The Care of Patients with Severe Chronic Illness: A Report on the Medicare Program by the Dartmouth Atlas Project


 

Publication Date:

Publisher: Center for the Evaluative Clinical Sciences, Dartmouth Medical School

Author(s): Center for the Evaluative Clinical Sciences and Dartmouth Medical School

Research Area: Health

Type: Report

Abstract:

This report by the Dartmouth Atlas Project scrutinizes the current system of chronic care management, highlighting its waste and providing recommendations on how to improve both quality and efficiency. Chapter one explains why differences in the supply of resources drives demand for utilization of services in managing chronically ill patients. The chapter reviews research that suggests that more expensive care and greater resource utilization is associated with poorer quality, worse outcomes and lower satisfaction with care.

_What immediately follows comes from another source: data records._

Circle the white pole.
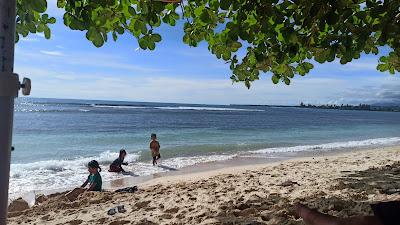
[0,0,17,225]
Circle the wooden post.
[0,0,19,225]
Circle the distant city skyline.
[15,0,400,105]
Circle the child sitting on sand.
[150,134,161,166]
[81,160,103,191]
[108,149,128,173]
[65,160,103,201]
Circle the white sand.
[9,147,400,225]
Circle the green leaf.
[232,41,242,49]
[272,74,281,84]
[376,64,389,72]
[29,0,47,13]
[147,41,156,50]
[219,0,231,10]
[151,34,161,42]
[47,17,56,24]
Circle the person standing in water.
[108,149,128,173]
[150,134,161,166]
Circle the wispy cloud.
[40,50,64,56]
[19,37,39,42]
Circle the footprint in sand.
[108,220,130,225]
[67,220,83,225]
[164,207,179,214]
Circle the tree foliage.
[17,0,400,87]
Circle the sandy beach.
[8,147,400,225]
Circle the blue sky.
[15,0,400,105]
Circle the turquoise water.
[10,98,400,199]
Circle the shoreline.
[16,145,400,206]
[8,146,400,225]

Researchers also studied Medicare claims data for 4,300 hospitals in 306 regions and compared every region to three that provided high-quality/low-cost care. Chapters two and three report their finding that disparities in Medicare spending on chronically ill enrollees exist among states and regions. Additionally, Medicare spending could be reduced by 30 percent if the resources and utilization habits of efficient providers of chronic care were adopted by all providers of such care. Chapter four provides information on accessing the Dartmouth Atlas reports and database. The final chapter examines the problem of overuse of acute care hospitals in caring for chronically ill patients. To fix inefficiencies in our system of chronic care management, researchers recommend that resources be redirected away from acute care and invested in infrastructures that can better coordinate care outside of hospitals.